My folks helped, taking me to a wide range of restaurants in The City, expanding my palate (and palette) at an early age. The cry was always "Try it! You never know until you do!". I was usually game, and never suffered for it.
As a result, my adult cooking is always adventurous, seeking to blend all sorts of flavors that don't seem to make sense at first -- but if you've ever smelled your way through some of the ethnically mixed neighborhoods in NYC, you know of what I speak!
My favorite things to cook
Fish and seafood is soooo expensive these days, but it is my favorite! It is a challenge, to try to enhance it's flavor, without overpowering it's delicacy.

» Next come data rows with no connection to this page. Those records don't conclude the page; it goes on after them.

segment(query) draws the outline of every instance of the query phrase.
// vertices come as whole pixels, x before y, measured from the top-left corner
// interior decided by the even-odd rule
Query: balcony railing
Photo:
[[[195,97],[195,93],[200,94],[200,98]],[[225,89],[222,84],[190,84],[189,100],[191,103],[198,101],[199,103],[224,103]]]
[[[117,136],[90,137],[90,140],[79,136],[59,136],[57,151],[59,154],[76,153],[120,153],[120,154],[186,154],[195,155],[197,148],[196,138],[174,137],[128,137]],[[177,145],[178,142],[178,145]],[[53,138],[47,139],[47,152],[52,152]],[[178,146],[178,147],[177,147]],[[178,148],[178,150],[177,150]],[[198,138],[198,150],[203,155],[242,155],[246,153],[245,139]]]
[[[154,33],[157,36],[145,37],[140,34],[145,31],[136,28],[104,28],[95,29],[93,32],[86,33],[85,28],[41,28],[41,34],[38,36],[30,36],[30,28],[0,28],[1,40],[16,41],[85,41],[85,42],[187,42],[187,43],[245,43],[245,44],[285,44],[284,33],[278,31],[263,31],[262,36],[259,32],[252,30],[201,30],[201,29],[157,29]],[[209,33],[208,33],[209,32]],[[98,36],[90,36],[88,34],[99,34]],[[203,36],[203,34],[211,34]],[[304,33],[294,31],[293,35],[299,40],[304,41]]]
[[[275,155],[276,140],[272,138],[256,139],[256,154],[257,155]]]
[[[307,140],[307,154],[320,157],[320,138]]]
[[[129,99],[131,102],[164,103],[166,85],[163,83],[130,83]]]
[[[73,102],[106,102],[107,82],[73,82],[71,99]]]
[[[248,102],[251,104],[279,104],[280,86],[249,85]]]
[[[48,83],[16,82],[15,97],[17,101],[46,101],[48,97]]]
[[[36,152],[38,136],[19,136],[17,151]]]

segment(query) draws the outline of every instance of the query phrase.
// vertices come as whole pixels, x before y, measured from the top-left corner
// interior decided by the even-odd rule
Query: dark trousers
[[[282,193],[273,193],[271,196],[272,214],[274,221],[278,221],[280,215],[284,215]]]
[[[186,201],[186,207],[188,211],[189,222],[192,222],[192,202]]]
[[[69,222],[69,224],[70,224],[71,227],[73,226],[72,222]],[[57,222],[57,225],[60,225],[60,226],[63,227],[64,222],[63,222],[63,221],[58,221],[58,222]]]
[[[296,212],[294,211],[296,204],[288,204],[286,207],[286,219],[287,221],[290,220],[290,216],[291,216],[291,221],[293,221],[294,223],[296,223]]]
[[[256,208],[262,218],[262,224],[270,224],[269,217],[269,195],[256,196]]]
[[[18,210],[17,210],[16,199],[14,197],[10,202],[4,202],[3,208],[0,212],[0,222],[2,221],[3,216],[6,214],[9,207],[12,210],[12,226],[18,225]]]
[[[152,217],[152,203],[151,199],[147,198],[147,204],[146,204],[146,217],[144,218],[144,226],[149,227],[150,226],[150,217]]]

My favorite family cooking traditions
My grandmother was an immigrant from eastern Europe, and cooked the most amazing traditional Jewish stuff -- Challah bread, mushroom barley soup, potato kugle. My mom never caught the cooking bug, so most of the recipes are lost. Very sad, grandma died before I was mature enough to preserve my heritage; but I feel like she looks over my shoulder when I cook, "Kibitzing". Her kibitzing I would listen to closely!
My cooking triumphs
Four course meal for my wife and her two friends. While it came nearly complete (dessert was an original -- one attendant was diabetic) from a recipe book, it was a complex assembly, and I pulled it off flawlessly!
My cooking tragedies
Oh, goodness! There are so many!
Cooking is all about experimentation. Not everything is a masterpiece. The key to my enjoyment is to analyze the cause of the "failures", whether taste, execution, or some other intangible, and build on it for next time.
Cooking is about building your sensibility and awareness; learning new techniques and flavors; about refining your taste and subtlety.